Certains inconvénients entourent toutefois le système de la marque communautaire. Ainsi, le refus de la marque communautaire dans un des 15 pays de l'Union européenne produira des effets dans l'ensemble de ces pays et la marque communautaire sera intégralement rejetée. Le titulaire d'une marque communautaire ayant fait l'objet d'un refus dans un ou plusieurs pays aura cependant la possibilité de convertir la marque communautaire en une marque nationale dans chacun des autres pays. Il s'agit donc d'un système qui bénéficiera surtout aux titulaires de marques notoires, lesquelles sont moins susceptibles d'être déjà employées par des tiers dans l'un ou l'autre des pays de l'Union européenne, limitant ainsi les refus.
En matière de brevet, bien qu'il n'existe toujours pas de système permettant d'obtenir un brevet communautaire autonome destiné à couvrir tous les territoires de l'Union européenne, le brevet européen existe.
En effet, il est possible d'obtenir la délivrance d'un brevet dans chacun des pays d'Europe que l'on souhaite désigner (pays de l'Union européenne en plus de la Suisse et de l'Autriche), par le biais d'une seule demande qui est déposée devant l'Office européen des brevets à Munich. Les entreprises peuvent déposer une telle demande.
L'agent commercial
Beaucoup d'entreprises utilisent cette voie pour tester le marché européen, car cela représente peu de frais initiaux ou de capitalisation et présente une grande facilité de mise en place.
Toutefois, et à moins d'être géré par le droit d'un pays non européen sous réserve des dispositions d'ordre publique, de très mauvaises surprises attendent les entreprises habituées au contrat d'agence canadienne et américaine.

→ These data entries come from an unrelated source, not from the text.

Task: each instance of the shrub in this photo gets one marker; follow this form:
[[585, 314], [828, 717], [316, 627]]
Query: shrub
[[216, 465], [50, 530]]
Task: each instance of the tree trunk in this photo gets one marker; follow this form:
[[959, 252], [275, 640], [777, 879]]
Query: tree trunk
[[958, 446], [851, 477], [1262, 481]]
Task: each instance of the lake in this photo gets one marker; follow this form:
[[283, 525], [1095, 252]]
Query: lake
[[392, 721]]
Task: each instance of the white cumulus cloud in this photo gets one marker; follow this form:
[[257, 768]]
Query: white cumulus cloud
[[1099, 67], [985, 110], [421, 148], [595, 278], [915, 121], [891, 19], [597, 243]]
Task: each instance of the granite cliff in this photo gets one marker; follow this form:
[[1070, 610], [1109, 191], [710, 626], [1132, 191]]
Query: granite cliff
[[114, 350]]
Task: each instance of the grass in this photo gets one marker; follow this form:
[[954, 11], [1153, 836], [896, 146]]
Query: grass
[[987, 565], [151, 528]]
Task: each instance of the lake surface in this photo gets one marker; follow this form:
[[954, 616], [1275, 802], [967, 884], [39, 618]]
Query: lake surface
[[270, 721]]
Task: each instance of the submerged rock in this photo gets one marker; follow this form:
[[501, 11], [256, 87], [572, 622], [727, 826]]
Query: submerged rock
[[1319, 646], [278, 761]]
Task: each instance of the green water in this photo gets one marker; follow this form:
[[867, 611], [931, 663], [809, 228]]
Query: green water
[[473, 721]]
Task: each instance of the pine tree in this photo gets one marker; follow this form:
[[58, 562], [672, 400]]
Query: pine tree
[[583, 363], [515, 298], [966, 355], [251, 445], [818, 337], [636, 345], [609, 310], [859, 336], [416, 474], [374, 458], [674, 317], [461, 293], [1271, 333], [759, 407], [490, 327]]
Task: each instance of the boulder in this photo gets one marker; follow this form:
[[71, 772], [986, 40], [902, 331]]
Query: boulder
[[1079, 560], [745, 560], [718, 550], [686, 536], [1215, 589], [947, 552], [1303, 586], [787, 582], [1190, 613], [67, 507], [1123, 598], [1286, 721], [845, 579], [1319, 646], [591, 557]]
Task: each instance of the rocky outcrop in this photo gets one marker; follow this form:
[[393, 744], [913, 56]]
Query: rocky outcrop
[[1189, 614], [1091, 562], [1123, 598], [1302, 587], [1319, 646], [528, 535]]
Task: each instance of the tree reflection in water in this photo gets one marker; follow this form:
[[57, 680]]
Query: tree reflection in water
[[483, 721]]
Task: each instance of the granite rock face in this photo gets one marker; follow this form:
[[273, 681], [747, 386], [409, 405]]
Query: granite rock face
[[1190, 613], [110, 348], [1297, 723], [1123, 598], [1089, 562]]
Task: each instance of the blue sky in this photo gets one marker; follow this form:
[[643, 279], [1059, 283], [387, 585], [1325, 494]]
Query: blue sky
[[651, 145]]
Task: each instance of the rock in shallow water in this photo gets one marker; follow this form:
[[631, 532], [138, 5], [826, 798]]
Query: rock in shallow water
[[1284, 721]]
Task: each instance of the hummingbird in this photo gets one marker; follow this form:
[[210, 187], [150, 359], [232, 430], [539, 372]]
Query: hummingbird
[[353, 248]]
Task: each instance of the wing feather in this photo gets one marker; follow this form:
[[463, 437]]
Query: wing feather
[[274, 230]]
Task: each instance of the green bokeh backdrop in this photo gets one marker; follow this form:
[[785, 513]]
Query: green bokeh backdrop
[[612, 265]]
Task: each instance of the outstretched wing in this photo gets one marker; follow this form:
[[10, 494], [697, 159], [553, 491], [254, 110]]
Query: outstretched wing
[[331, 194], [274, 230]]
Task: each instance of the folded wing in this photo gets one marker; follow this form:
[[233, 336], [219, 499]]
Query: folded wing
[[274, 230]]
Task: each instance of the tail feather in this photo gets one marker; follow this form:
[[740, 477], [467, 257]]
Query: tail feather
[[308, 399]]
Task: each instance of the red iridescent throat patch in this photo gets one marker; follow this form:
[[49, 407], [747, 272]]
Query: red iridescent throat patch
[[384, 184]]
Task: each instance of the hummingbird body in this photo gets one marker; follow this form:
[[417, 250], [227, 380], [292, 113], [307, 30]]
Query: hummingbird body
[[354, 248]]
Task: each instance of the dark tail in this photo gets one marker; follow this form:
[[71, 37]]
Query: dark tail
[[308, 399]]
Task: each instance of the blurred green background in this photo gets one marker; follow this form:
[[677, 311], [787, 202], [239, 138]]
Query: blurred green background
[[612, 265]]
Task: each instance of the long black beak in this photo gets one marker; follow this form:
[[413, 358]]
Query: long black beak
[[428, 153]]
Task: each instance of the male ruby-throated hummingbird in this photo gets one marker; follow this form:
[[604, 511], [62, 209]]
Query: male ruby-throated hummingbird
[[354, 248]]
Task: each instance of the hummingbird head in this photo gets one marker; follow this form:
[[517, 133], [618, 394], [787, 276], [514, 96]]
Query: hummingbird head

Des directives européennes prévoient des durées de préavis et des indemnités découlant des fins des ententes importantes. Le droit interne qui varie d'un pays à l'autre influence de plus la rédaction de chaque entente qui rend difficile la rédaction d'un contrat applicable dans chacun des pays de la CEE. Outre les disparités entre les droits nationaux, on retrouve deux grands axes de protection de l'agent distributeur soit pendant la durée du contrat et à la fin de celui-ci.
S'il y a un domaine ou le procureur de l'entreprise doit être vigilant, c'est bien celui-ci. Bon nombre de litiges existent avec les agents commerciaux et pourraient être évités par la rédaction de contrat respectant les règles en force en Europe et dans chacun des pays impliqués.
Les aides des États
L'aide de l'État peut être défini comme un apport de capitaux, une subvention, un prêt à taux bonifié ou encore une exonération d'une charge sociale donnant ainsi un avantage injuste à une entreprise d'un État par rapport à une autre. L'article 92 du Traité de Rome interdit ces subventions afin de maintenir une concurrence loyale. Toutefois, une aide d'État peut être compatible avec le Traité de Rome dans la mesure où l'aide est considérée, selon certains critères pré-établis, d'importance mineure. En somme, les avocats d'affaires des entreprises faisant affaires avec le marché européen devront assimiler parfaitement un ensemble de règles communes aux pays membres de l'Union européenne. Voilà tout un défi qui les attend. Ce voyage à Lyon est venu le confirmer.